Ademais, faz-se necessário pensar não apenas em estratégias para inserção no mercado de trabalho, mas também para manutenção, permanência e desenvolvimento desse público, haja vista que esse processo ocorrerá marcado por diversos desafios. Nesse sentido, Santos e Oliveira-Silva (2021) salientam para importância de políticas públicas, como também das organizações do terceiro setor, assim como das universidades na proposição e investimento em projetos que objetivem a inclusão profissional do público trans e travestis. Além de provocarem um olhar para escassez de pesquisas que poderiam embasar ações e projetos a essa comunidade.

Referências:

Santos, Karolyn Marilyn de Oliveira e Oliveira-Silva, Lígia Carolina. Marcadas pelo mercado: inserção profissional e carreira de mulheres transexuais e travestis.

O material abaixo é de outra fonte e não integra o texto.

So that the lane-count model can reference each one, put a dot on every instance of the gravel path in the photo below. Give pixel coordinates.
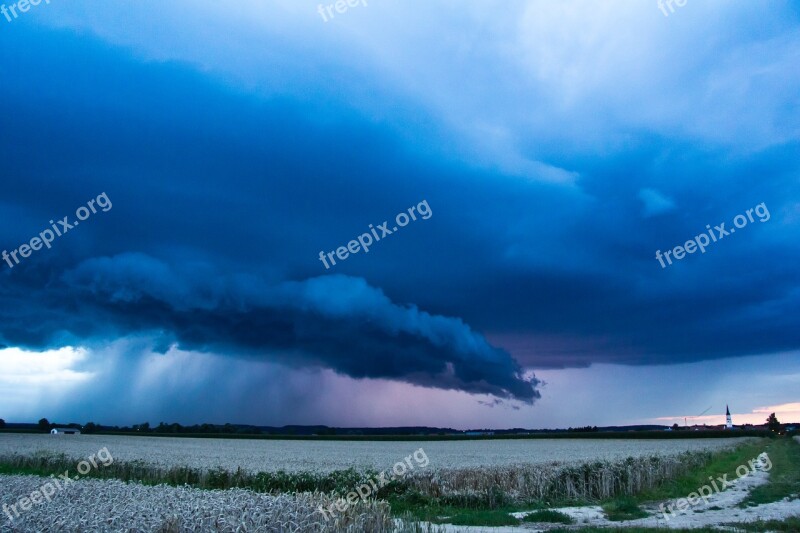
(90, 505)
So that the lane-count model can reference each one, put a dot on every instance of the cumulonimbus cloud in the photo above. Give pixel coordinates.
(336, 321)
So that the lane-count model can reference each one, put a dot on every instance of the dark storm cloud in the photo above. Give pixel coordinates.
(333, 321)
(202, 174)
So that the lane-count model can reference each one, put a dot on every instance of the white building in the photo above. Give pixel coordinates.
(65, 431)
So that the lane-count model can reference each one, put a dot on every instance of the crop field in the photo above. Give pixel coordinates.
(215, 485)
(326, 456)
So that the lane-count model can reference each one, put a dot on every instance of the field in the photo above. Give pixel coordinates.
(326, 456)
(183, 484)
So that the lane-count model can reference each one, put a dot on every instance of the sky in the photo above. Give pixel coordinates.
(458, 214)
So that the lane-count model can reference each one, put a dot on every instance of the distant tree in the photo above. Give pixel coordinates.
(773, 424)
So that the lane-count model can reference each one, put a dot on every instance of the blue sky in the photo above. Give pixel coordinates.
(558, 145)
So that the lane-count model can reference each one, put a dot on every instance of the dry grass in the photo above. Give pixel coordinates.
(555, 482)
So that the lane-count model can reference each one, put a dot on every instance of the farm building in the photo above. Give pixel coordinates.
(65, 431)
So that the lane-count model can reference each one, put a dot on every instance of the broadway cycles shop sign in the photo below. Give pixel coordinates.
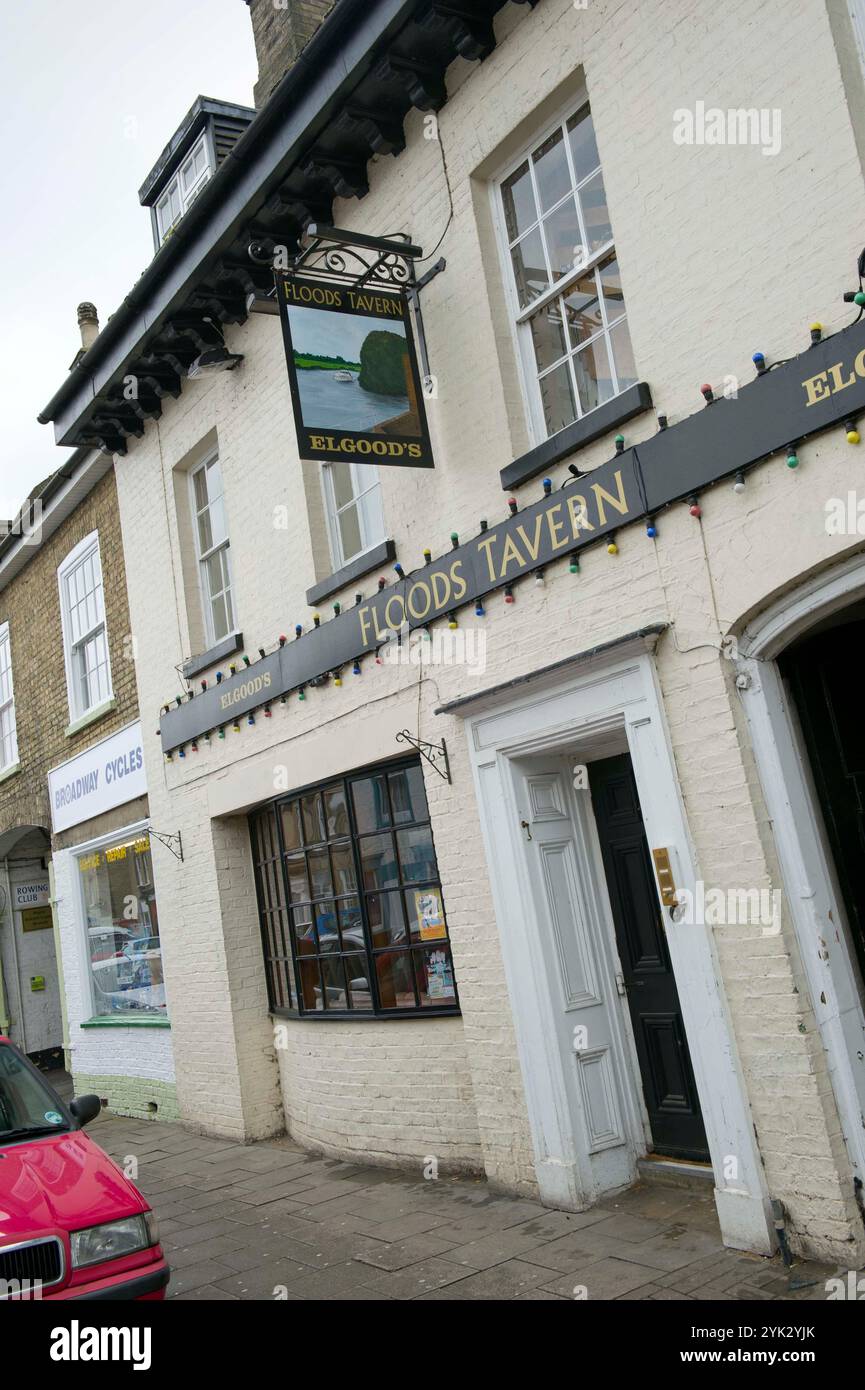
(107, 774)
(822, 387)
(353, 375)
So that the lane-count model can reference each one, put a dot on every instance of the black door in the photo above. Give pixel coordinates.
(826, 692)
(665, 1065)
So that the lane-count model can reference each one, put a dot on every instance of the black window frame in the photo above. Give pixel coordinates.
(277, 922)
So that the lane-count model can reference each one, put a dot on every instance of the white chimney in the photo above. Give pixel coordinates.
(88, 323)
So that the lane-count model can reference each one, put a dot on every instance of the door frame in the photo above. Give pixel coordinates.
(598, 699)
(626, 1107)
(837, 994)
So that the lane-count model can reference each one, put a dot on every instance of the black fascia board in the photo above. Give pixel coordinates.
(381, 553)
(334, 61)
(202, 110)
(630, 402)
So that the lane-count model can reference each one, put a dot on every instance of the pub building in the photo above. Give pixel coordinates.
(516, 776)
(81, 972)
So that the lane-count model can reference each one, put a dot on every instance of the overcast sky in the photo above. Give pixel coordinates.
(92, 89)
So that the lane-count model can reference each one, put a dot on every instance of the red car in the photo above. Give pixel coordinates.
(71, 1223)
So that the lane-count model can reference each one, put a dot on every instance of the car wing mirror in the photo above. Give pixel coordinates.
(85, 1108)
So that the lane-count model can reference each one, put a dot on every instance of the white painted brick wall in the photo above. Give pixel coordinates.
(110, 1051)
(722, 250)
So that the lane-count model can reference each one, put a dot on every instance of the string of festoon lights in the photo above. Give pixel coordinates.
(334, 677)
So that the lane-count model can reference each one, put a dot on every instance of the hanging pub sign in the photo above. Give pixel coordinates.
(773, 414)
(353, 374)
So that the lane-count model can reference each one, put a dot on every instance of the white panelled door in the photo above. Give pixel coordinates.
(581, 968)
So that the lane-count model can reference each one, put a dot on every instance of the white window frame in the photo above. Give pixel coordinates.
(519, 317)
(857, 18)
(365, 481)
(7, 706)
(185, 198)
(77, 709)
(202, 556)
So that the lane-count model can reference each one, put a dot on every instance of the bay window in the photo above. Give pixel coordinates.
(349, 898)
(84, 628)
(563, 278)
(121, 925)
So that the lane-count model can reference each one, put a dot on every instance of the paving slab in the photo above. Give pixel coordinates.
(270, 1221)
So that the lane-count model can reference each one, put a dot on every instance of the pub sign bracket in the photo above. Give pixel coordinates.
(434, 754)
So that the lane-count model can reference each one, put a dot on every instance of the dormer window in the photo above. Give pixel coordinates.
(192, 156)
(184, 188)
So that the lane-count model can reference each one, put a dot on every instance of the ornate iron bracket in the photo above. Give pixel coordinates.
(342, 257)
(171, 843)
(353, 259)
(434, 754)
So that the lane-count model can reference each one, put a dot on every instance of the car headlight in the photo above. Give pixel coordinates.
(117, 1237)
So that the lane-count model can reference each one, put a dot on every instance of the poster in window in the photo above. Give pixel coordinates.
(440, 976)
(430, 913)
(355, 387)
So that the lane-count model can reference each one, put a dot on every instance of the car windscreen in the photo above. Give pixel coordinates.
(27, 1104)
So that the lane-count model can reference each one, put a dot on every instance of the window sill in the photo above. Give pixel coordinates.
(612, 413)
(353, 570)
(214, 653)
(91, 717)
(392, 1015)
(132, 1022)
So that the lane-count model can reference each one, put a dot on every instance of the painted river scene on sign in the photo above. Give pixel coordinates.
(352, 373)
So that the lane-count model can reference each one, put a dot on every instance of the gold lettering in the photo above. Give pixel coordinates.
(836, 377)
(424, 590)
(509, 553)
(440, 597)
(579, 514)
(380, 635)
(817, 388)
(555, 527)
(459, 584)
(533, 546)
(395, 598)
(486, 544)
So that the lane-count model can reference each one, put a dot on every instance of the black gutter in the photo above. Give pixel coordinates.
(64, 473)
(335, 59)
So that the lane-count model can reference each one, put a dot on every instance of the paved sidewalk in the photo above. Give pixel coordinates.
(270, 1221)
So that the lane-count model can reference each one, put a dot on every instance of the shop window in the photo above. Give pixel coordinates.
(349, 900)
(9, 737)
(123, 929)
(563, 278)
(352, 503)
(184, 188)
(212, 549)
(84, 628)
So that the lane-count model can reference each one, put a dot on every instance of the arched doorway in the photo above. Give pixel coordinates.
(797, 684)
(31, 988)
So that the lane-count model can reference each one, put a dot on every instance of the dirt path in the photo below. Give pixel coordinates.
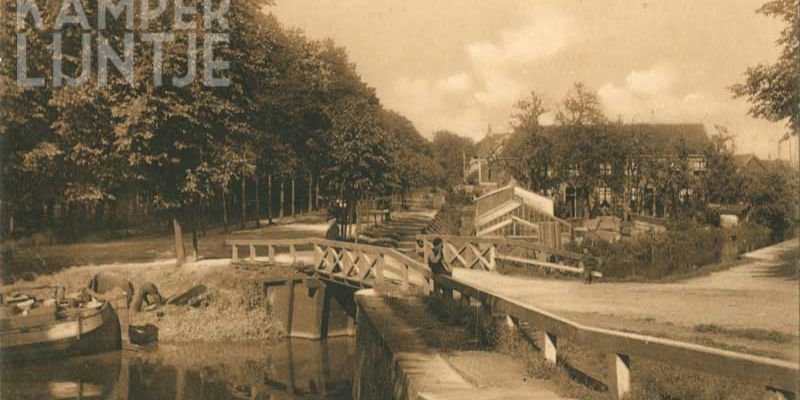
(743, 297)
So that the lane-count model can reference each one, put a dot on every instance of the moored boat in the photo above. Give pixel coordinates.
(49, 329)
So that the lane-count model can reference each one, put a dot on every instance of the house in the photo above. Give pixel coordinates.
(750, 164)
(665, 144)
(484, 168)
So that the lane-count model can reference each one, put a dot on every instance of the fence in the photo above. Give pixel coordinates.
(474, 252)
(350, 263)
(778, 377)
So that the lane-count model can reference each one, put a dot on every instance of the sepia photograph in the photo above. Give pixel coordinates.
(400, 200)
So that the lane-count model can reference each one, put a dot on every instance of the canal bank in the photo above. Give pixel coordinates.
(314, 370)
(403, 352)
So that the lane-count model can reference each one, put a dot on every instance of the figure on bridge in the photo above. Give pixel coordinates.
(436, 259)
(589, 264)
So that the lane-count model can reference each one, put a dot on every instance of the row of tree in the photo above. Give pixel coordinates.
(295, 112)
(591, 165)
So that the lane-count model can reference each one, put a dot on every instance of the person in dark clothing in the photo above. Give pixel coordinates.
(436, 259)
(589, 263)
(104, 282)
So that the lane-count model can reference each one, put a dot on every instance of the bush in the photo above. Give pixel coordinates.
(661, 254)
(750, 236)
(683, 249)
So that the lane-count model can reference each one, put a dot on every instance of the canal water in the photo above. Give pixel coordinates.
(293, 369)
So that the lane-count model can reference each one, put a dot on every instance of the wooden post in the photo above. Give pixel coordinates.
(269, 199)
(244, 202)
(779, 394)
(180, 251)
(258, 204)
(550, 342)
(293, 198)
(379, 271)
(317, 256)
(619, 375)
(283, 197)
(404, 270)
(310, 190)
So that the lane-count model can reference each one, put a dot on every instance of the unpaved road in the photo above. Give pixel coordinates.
(746, 296)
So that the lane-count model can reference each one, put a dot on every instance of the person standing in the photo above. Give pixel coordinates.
(588, 262)
(436, 259)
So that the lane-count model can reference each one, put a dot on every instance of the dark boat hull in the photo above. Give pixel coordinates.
(86, 335)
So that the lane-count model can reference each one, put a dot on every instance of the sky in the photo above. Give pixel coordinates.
(461, 65)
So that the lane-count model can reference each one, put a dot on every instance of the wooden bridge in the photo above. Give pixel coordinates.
(373, 266)
(357, 265)
(484, 253)
(513, 211)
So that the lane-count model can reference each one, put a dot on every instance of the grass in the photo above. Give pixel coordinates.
(27, 262)
(581, 372)
(788, 266)
(747, 333)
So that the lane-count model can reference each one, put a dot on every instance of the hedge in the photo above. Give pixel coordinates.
(675, 252)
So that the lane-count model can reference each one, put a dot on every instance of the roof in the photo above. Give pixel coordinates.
(660, 136)
(491, 144)
(668, 136)
(751, 163)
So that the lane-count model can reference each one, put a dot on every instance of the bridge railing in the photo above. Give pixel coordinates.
(351, 263)
(778, 377)
(474, 252)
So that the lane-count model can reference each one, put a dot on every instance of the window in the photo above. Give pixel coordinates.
(697, 165)
(603, 195)
(605, 169)
(631, 168)
(686, 194)
(574, 171)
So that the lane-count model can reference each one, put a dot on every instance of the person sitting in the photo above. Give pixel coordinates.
(105, 282)
(436, 259)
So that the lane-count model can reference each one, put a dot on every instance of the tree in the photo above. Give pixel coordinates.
(773, 90)
(721, 183)
(772, 197)
(581, 106)
(450, 151)
(528, 153)
(411, 153)
(357, 157)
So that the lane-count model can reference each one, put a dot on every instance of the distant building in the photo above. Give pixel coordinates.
(750, 164)
(488, 169)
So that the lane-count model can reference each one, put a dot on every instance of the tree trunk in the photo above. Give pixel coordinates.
(180, 251)
(269, 199)
(293, 198)
(282, 200)
(310, 191)
(195, 244)
(224, 211)
(358, 220)
(258, 205)
(203, 218)
(244, 202)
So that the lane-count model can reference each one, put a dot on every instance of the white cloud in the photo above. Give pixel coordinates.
(652, 94)
(657, 79)
(466, 101)
(498, 64)
(543, 36)
(455, 83)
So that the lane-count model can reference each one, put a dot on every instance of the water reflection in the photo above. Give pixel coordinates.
(292, 369)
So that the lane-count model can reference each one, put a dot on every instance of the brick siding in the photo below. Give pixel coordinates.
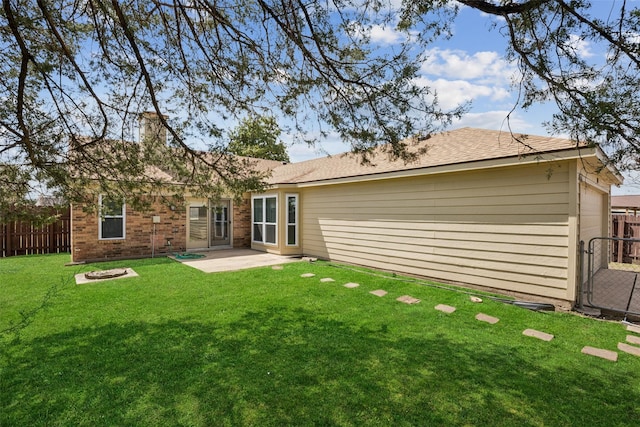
(139, 241)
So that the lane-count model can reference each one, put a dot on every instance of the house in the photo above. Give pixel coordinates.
(625, 205)
(479, 208)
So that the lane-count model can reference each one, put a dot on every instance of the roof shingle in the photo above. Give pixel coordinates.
(451, 147)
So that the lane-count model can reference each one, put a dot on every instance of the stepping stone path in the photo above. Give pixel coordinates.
(537, 334)
(486, 318)
(408, 299)
(632, 328)
(379, 293)
(631, 349)
(601, 353)
(543, 336)
(445, 308)
(633, 339)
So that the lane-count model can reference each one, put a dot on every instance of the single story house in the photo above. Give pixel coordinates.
(478, 207)
(625, 205)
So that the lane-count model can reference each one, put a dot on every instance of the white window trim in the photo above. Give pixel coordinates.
(264, 222)
(123, 216)
(296, 222)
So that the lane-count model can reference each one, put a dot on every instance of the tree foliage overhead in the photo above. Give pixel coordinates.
(257, 137)
(76, 74)
(597, 96)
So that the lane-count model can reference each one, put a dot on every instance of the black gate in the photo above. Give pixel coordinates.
(610, 280)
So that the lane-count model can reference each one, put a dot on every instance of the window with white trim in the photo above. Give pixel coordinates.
(112, 219)
(292, 220)
(265, 219)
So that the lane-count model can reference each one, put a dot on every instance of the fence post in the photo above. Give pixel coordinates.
(581, 276)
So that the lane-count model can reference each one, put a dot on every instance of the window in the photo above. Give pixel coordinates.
(265, 218)
(112, 219)
(292, 219)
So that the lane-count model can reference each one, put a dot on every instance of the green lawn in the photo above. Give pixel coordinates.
(264, 347)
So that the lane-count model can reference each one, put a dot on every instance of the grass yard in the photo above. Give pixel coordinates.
(264, 347)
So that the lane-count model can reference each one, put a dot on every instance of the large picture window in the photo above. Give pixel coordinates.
(292, 219)
(112, 219)
(265, 218)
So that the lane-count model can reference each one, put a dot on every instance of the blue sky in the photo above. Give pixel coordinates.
(470, 67)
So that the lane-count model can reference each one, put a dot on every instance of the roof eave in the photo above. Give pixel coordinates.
(548, 156)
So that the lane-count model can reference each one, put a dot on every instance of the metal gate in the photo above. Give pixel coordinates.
(610, 275)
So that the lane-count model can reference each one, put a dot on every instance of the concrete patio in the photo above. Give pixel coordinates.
(234, 259)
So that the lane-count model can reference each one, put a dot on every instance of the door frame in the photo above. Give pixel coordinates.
(208, 243)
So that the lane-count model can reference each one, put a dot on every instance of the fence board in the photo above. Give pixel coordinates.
(27, 238)
(625, 227)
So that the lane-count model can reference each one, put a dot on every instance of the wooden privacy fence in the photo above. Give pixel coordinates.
(27, 238)
(625, 227)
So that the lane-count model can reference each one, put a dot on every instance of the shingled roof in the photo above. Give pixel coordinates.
(448, 148)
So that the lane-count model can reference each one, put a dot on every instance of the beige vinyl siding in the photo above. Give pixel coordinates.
(594, 222)
(505, 228)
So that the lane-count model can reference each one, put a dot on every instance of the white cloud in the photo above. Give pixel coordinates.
(485, 66)
(329, 145)
(385, 35)
(452, 93)
(497, 119)
(582, 47)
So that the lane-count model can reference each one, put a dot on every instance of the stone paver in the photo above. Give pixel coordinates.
(379, 292)
(631, 349)
(633, 339)
(445, 308)
(601, 353)
(537, 334)
(633, 328)
(82, 280)
(408, 299)
(486, 318)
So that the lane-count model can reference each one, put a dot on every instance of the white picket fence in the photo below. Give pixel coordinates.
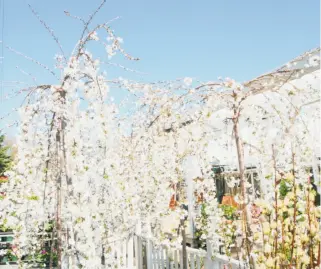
(139, 253)
(163, 258)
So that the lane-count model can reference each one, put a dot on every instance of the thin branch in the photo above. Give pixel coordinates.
(51, 32)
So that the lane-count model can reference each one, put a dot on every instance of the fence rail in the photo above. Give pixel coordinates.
(138, 253)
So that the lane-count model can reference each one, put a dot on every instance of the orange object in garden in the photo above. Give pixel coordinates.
(229, 200)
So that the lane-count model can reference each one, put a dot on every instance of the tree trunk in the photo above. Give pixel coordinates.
(184, 245)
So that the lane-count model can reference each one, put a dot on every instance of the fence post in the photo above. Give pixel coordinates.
(208, 259)
(149, 249)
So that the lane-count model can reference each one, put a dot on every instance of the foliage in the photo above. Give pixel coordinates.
(5, 159)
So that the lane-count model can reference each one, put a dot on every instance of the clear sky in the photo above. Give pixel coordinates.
(173, 38)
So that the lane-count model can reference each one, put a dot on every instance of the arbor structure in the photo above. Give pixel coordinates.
(92, 177)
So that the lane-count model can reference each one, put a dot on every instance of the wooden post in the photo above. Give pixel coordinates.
(184, 245)
(208, 258)
(149, 249)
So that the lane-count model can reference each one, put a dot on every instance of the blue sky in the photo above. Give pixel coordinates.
(199, 39)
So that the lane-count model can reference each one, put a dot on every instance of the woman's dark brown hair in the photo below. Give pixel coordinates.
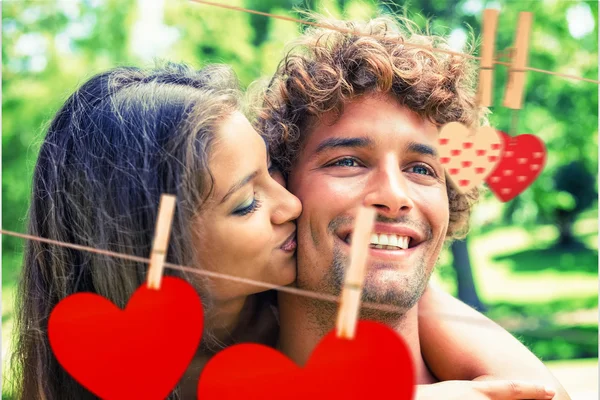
(120, 141)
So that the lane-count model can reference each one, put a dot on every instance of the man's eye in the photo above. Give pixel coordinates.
(345, 162)
(421, 170)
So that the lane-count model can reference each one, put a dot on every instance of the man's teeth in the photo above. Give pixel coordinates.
(383, 241)
(386, 241)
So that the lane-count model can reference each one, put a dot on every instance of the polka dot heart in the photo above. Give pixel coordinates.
(522, 162)
(469, 157)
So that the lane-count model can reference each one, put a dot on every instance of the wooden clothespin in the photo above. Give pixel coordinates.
(513, 97)
(355, 274)
(488, 47)
(162, 232)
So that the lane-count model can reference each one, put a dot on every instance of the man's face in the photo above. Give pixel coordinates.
(379, 154)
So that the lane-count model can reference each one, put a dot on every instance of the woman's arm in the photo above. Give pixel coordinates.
(473, 347)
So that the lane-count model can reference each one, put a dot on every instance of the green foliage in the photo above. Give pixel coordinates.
(49, 48)
(576, 182)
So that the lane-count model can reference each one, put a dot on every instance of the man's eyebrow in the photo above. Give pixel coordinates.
(238, 185)
(333, 143)
(414, 147)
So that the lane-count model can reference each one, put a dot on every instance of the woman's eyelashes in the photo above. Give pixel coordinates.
(246, 209)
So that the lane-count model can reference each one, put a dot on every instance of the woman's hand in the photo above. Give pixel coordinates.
(484, 390)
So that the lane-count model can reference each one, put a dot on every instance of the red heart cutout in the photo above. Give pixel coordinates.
(513, 175)
(137, 353)
(376, 364)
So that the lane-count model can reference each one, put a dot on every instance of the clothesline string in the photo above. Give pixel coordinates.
(300, 292)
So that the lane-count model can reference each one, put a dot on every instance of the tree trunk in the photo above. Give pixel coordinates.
(565, 228)
(464, 275)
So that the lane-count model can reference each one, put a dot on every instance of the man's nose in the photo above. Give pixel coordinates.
(388, 190)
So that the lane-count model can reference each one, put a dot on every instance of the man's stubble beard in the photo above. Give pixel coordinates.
(401, 295)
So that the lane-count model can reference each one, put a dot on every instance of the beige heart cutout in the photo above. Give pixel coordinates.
(469, 157)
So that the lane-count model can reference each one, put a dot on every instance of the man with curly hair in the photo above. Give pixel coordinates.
(351, 117)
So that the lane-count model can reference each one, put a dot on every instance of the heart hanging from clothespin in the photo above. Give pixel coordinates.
(469, 157)
(522, 162)
(140, 352)
(367, 360)
(469, 154)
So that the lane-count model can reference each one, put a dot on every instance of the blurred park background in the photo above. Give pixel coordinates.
(531, 264)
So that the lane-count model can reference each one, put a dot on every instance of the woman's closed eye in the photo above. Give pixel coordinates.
(248, 207)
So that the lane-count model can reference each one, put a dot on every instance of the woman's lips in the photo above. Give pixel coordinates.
(290, 243)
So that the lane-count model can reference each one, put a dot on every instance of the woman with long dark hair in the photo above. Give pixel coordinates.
(123, 139)
(120, 141)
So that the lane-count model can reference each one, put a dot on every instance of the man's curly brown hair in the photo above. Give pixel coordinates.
(327, 68)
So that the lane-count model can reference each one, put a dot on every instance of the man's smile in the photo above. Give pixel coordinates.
(388, 242)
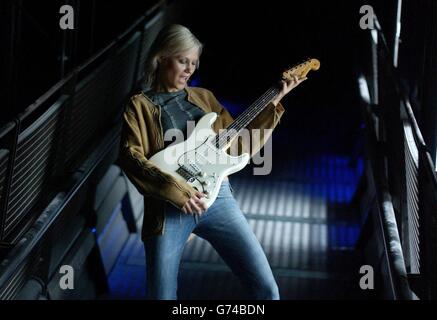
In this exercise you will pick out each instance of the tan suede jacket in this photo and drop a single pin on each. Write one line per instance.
(142, 136)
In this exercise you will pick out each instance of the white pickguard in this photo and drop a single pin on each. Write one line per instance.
(197, 160)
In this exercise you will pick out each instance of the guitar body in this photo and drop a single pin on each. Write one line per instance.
(201, 160)
(198, 161)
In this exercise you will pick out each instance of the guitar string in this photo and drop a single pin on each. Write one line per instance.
(248, 115)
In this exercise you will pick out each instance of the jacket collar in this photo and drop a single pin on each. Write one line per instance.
(191, 96)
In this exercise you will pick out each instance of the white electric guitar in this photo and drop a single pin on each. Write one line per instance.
(202, 160)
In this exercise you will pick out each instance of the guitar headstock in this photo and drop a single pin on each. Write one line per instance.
(301, 70)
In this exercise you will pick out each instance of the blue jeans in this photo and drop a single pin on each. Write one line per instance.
(225, 227)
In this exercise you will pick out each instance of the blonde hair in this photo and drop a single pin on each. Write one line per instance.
(170, 41)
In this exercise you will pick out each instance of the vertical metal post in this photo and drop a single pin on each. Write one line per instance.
(397, 32)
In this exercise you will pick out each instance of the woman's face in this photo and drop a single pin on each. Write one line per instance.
(174, 72)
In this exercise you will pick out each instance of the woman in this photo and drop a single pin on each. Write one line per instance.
(172, 208)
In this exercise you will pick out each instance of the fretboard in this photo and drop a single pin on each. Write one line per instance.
(245, 118)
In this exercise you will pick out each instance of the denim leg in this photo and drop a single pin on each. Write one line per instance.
(228, 231)
(163, 255)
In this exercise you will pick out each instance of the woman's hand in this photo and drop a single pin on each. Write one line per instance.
(287, 86)
(195, 204)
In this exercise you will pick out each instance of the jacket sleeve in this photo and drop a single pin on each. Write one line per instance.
(146, 176)
(265, 122)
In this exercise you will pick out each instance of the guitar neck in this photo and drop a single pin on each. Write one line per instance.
(245, 118)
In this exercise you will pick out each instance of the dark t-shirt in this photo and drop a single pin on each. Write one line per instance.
(176, 111)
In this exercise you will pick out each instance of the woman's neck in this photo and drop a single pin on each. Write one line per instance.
(159, 87)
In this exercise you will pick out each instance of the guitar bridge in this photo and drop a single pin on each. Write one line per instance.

Cadernos Pagu [online]. 2021, n. 62. Disponível em: <https://doi.org/10.1590/18094449202100620021>. Epub 01 Out 2021. ISSN 1809-4449. https://doi.org/10.1590/18094449202100620021

Graduanda em Psicologia pela Pontifícia Universidade Católica de Minas Gerais (PUC Minas) e Bolsista de Iniciação científica do Grupo de Pesquisa Psicologia, Trabalho e Processos Psicossociais (PSITRAPP).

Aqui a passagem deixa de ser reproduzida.